Page 113 of Losing Wendy
The playfulness finally drains from Peter’s face. “I’ve already told you everything you need to know about my past. Everything else is irrelevant.”
I huff. “The past is always relevant. It shapes who we are, whether we ignore it or not.”
“Not here,” he says, the twinkle returning to his eyes. He gestures around him toward the tree line of the forest, then toward the beach in the distance, the rolling waves. “Not in Neverland. Our pasts can’t find us here.”
Oh, how very wrong you are, my love.
“What if they already have?”
Peter’s pointed ears twitch. “What are you talking about?”
Realizing I’ve said too much, that I’m still not ready to hand the captain over to Peter, lest he destroy the vessel holding the secrets ofmypast, I pivot.
“Thomas? Freckles? Joel? Were their pasts irrelevant? Did they manage to escape?”
Peter takes a step back. “You’re upset.”
“Of course I’m upset!” I cry, tugging the hair at the base of my skull. “We’re going to be married, and there’s so much about you, about this place, that I don’t understand.”
Peter’s silence threatens to gag me as well, but when he speaks, his voice isn’t spiked with anger as I expect, but gentleness. “Do you tell me everything, Wendy Darling?”
My jaw works as I struggle for a response. “Peter, I—”
My fiancé shakes his head, cupping my cheeks in his strong hands. “It’s alright, my Darling little thing. You know why? Because I have a lifetime to figure you out. All I’m asking is that you offer me the same patience.”
Salt stings at my eyes, and I can’t tell if it’s the wind or tears, and I nod. “There’s only one problem with that.”
“Tell me so I can fix it.”
I trail my thumb across the back of his hand, still cradling my cheek. “A lifetime with you doesn’t seem nearly long enough.”
Peter’s ears pivot, and I find myself turning to gaze down the path toward which they’ve rotated.
“Seems like we have company,” says Peter, nodding toward John, Michael, and Smalls, approaching us from the tree line.
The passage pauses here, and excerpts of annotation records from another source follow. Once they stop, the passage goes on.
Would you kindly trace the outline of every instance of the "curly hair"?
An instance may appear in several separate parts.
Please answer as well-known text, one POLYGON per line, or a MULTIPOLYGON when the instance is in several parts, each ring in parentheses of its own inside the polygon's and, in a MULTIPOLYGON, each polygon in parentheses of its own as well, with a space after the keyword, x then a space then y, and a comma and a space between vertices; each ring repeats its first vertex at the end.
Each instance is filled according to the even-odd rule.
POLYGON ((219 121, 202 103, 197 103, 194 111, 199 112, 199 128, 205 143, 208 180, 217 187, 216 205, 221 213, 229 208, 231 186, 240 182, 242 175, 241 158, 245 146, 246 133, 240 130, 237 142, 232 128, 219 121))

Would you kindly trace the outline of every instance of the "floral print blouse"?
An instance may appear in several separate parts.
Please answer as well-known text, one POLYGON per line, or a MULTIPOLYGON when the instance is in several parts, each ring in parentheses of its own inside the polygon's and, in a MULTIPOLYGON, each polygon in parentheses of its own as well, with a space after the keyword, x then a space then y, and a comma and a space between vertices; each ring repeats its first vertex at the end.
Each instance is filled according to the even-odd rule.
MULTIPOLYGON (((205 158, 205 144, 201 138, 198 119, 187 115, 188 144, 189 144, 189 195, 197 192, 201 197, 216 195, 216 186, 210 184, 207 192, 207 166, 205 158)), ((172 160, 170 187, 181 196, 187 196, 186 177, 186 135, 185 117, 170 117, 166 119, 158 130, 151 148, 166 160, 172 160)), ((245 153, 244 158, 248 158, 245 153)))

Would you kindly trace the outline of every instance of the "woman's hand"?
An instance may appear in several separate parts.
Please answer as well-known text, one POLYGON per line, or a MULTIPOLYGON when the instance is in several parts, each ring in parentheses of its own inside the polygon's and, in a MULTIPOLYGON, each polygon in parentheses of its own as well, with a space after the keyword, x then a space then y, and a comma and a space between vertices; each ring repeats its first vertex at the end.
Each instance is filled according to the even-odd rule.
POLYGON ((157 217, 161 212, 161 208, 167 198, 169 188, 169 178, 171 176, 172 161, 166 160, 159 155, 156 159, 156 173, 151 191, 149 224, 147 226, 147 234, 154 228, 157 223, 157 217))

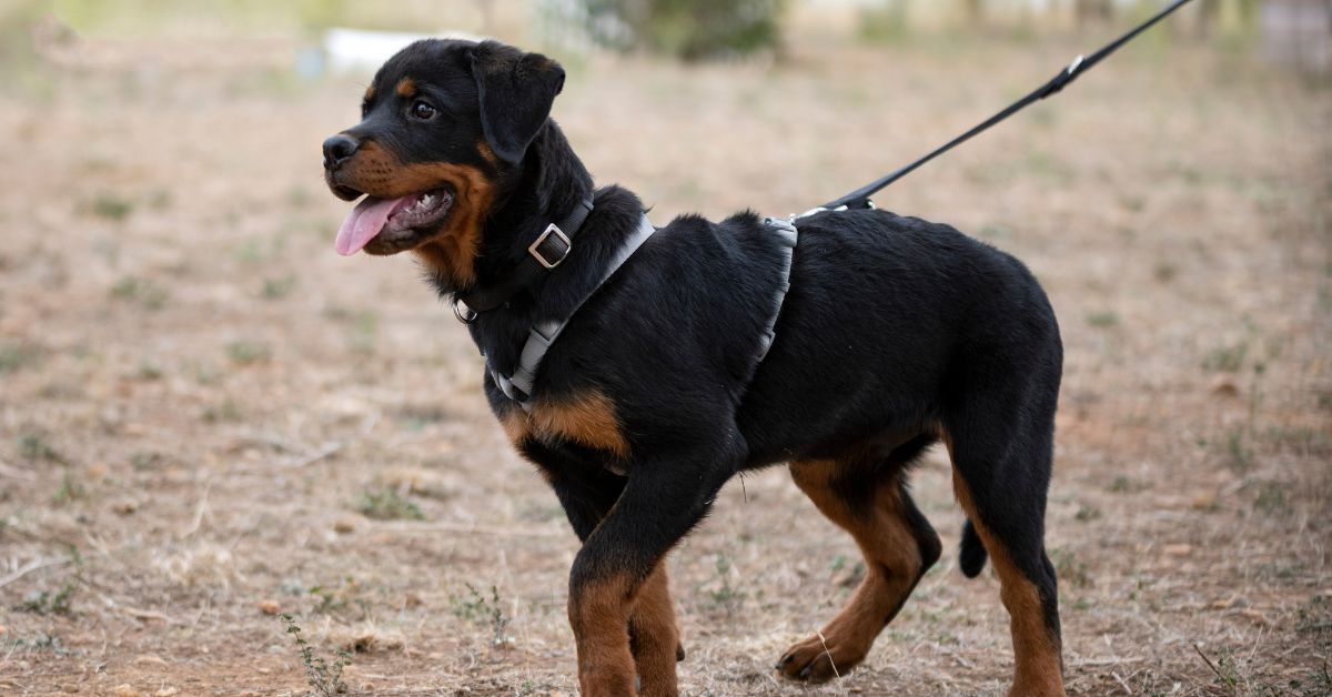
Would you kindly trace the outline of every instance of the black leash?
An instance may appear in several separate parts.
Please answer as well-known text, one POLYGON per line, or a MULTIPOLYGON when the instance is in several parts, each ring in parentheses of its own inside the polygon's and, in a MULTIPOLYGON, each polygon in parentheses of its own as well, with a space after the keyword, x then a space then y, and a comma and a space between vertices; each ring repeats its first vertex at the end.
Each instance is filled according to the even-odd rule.
POLYGON ((971 131, 967 131, 966 133, 963 133, 963 135, 952 139, 946 145, 943 145, 942 148, 931 152, 930 155, 926 155, 924 157, 922 157, 922 159, 919 159, 919 160, 916 160, 916 161, 914 161, 914 163, 903 167, 902 169, 898 169, 896 172, 892 172, 891 175, 887 175, 887 176, 884 176, 882 179, 874 180, 870 184, 866 184, 864 187, 860 187, 859 189, 855 189, 854 192, 847 193, 846 196, 843 196, 840 199, 836 199, 834 201, 829 201, 829 203, 826 203, 826 204, 815 208, 814 211, 810 211, 809 213, 802 213, 802 215, 795 216, 795 217, 803 217, 806 215, 817 213, 819 211, 835 211, 835 209, 842 208, 842 207, 846 207, 846 208, 872 208, 874 204, 870 203, 870 196, 872 196, 879 189, 882 189, 882 188, 887 187, 888 184, 892 184, 894 181, 896 181, 896 180, 899 180, 899 179, 910 175, 918 167, 920 167, 920 165, 928 163, 930 160, 934 160, 935 157, 938 157, 938 156, 940 156, 940 155, 951 151, 952 148, 955 148, 955 147, 966 143, 967 140, 970 140, 972 136, 980 133, 982 131, 986 131, 987 128, 998 124, 999 121, 1003 121, 1004 119, 1012 116, 1014 113, 1018 113, 1019 111, 1022 111, 1024 107, 1027 107, 1032 101, 1040 101, 1040 100, 1043 100, 1043 99, 1046 99, 1046 97, 1048 97, 1051 95, 1058 95, 1060 89, 1063 89, 1064 87, 1067 87, 1068 83, 1072 83, 1075 79, 1078 79, 1079 75, 1090 71, 1092 68, 1092 65, 1096 65, 1098 63, 1100 63, 1102 60, 1104 60, 1106 56, 1114 53, 1119 47, 1127 44, 1130 40, 1132 40, 1138 35, 1143 33, 1144 31, 1147 31, 1148 28, 1151 28, 1158 21, 1166 19, 1167 16, 1169 16, 1171 12, 1175 12, 1176 9, 1179 9, 1180 7, 1183 7, 1188 1, 1189 0, 1175 0, 1173 3, 1169 4, 1169 7, 1167 7, 1166 9, 1160 11, 1160 12, 1158 12, 1152 19, 1144 21, 1136 29, 1126 33, 1124 36, 1120 36, 1115 41, 1111 41, 1108 45, 1106 45, 1106 48, 1102 48, 1100 51, 1092 53, 1090 57, 1084 59, 1083 56, 1078 56, 1076 59, 1074 59, 1074 61, 1067 68, 1064 68, 1063 71, 1059 71, 1059 75, 1056 75, 1052 80, 1050 80, 1044 85, 1039 87, 1035 92, 1027 95, 1026 97, 1022 97, 1020 100, 1015 101, 1007 109, 1004 109, 1004 111, 1002 111, 1002 112, 991 116, 990 119, 987 119, 980 125, 978 125, 978 127, 972 128, 971 131))

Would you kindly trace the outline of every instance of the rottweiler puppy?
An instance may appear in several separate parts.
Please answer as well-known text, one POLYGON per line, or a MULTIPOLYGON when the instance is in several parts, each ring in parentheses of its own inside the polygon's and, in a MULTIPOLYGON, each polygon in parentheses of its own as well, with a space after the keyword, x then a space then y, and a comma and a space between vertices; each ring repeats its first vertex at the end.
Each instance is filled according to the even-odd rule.
POLYGON ((1011 694, 1063 694, 1043 541, 1063 349, 1032 275, 951 227, 855 209, 794 221, 790 257, 754 213, 682 216, 603 279, 643 204, 594 188, 550 119, 563 81, 558 63, 496 41, 414 43, 380 68, 361 123, 324 143, 324 168, 334 195, 365 196, 337 251, 412 252, 458 303, 492 410, 582 540, 582 693, 677 694, 665 557, 727 480, 777 464, 866 566, 777 670, 844 676, 939 558, 907 472, 942 441, 967 516, 962 570, 994 560, 1011 616, 1011 694), (533 327, 563 319, 513 389, 533 327))

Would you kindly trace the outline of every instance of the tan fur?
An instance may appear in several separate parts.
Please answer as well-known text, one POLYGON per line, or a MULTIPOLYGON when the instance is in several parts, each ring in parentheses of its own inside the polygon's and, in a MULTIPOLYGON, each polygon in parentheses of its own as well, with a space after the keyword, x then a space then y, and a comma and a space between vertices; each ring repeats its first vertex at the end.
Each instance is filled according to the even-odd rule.
POLYGON ((633 584, 614 577, 571 589, 569 624, 578 644, 578 686, 583 697, 634 694, 634 657, 629 652, 633 584))
POLYGON ((537 397, 530 413, 511 409, 501 417, 501 424, 514 445, 529 437, 566 440, 605 450, 618 460, 629 457, 629 441, 615 405, 598 389, 555 400, 537 397))
POLYGON ((482 160, 490 163, 490 167, 500 165, 500 159, 496 157, 496 151, 492 151, 490 145, 486 141, 484 140, 477 141, 477 153, 481 155, 482 160))
POLYGON ((830 460, 790 465, 791 478, 801 490, 855 538, 866 568, 864 580, 842 612, 823 628, 823 637, 813 636, 787 649, 793 660, 783 670, 791 677, 799 677, 810 665, 810 680, 830 680, 859 664, 890 616, 906 601, 924 566, 920 546, 906 522, 896 478, 878 482, 868 509, 854 509, 834 489, 838 472, 847 465, 830 460))
MULTIPOLYGON (((951 441, 950 452, 952 450, 951 441)), ((1059 642, 1046 628, 1040 606, 1040 593, 1012 562, 1008 550, 995 540, 978 516, 971 489, 956 470, 952 472, 952 490, 976 529, 982 544, 990 552, 995 574, 999 576, 999 598, 1008 609, 1014 653, 1014 678, 1010 697, 1046 697, 1064 694, 1063 657, 1059 642)))
POLYGON ((670 601, 670 582, 666 578, 666 560, 643 581, 629 618, 634 628, 634 666, 638 672, 639 694, 643 697, 675 697, 675 649, 679 646, 679 628, 675 608, 670 601))
POLYGON ((485 172, 448 163, 404 164, 370 141, 361 145, 344 176, 349 187, 380 199, 421 193, 445 184, 452 187, 454 200, 449 224, 413 252, 453 288, 472 285, 481 249, 481 228, 494 199, 494 185, 485 172))

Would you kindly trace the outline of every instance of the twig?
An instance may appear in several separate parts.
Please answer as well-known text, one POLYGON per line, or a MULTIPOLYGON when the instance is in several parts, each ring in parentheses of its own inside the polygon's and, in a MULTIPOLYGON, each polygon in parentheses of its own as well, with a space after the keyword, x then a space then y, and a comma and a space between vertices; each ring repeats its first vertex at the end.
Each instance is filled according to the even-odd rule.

My heart falters, considering what dreadful news they might bring, but Smalls offers me a friendly wave that assuages my panic.
The relief is only momentary, because as they draw closer, I notice how John and Smalls are positioned on either side of Michael, each clutching a hand while Michael wriggles between them.
I race across the field toward them. I’m about to fall on the ground in front of Michael and scoop him into my lap when I remember I can’t.
Because my brother is still terrified of me.
I stop short, the balls of my feet scraping against the earth.
Michael lurches, protesting with squeals as he tries to free himself from the others’ grips.
“He wouldn’t stop scratching himself,” explains John. Indeed, streaks of blood line my youngest brother’s neck and cheeks. “I know he doesn’t like it when we restrain him like this, but I didn’t know what else to do. He started clawing at his eyes, and I couldn’t…”
“I know,” I whisper, aware my reassurance is hardly enough to assuage John’s guilt.
“Did something in particular upset him?” asks Peter, lowering himself to a perch. It’s a simple gesture, but the way his instinct is to avoid towering over Michael lest he overwhelm him further makes my heart balloon in my chest.
“No, we were just playing with the train set,” says Smalls. “Then he started asking for your mother. I tried to tell him she wasn’t here right now, but I don’t think he could hear me, because he wouldn’t stop asking.”
John’s shoulders slump, his eyes magnified through his thick, smudged lenses. “I don’t know what to do.”
“Give me a moment,” I say, returning to the garden and searching the area for anything Michael can hold to keep his hands busy. There are the vegetables, but I don’t want him thinking I’m trying to make him eat anything while he’s this worked up. In the end, the best I can do is scoop a handful of wet, cool clay from the earth.
When I offer it to Michael, the whimpers stop as his gaze fixates on the lump of mud in my open palm.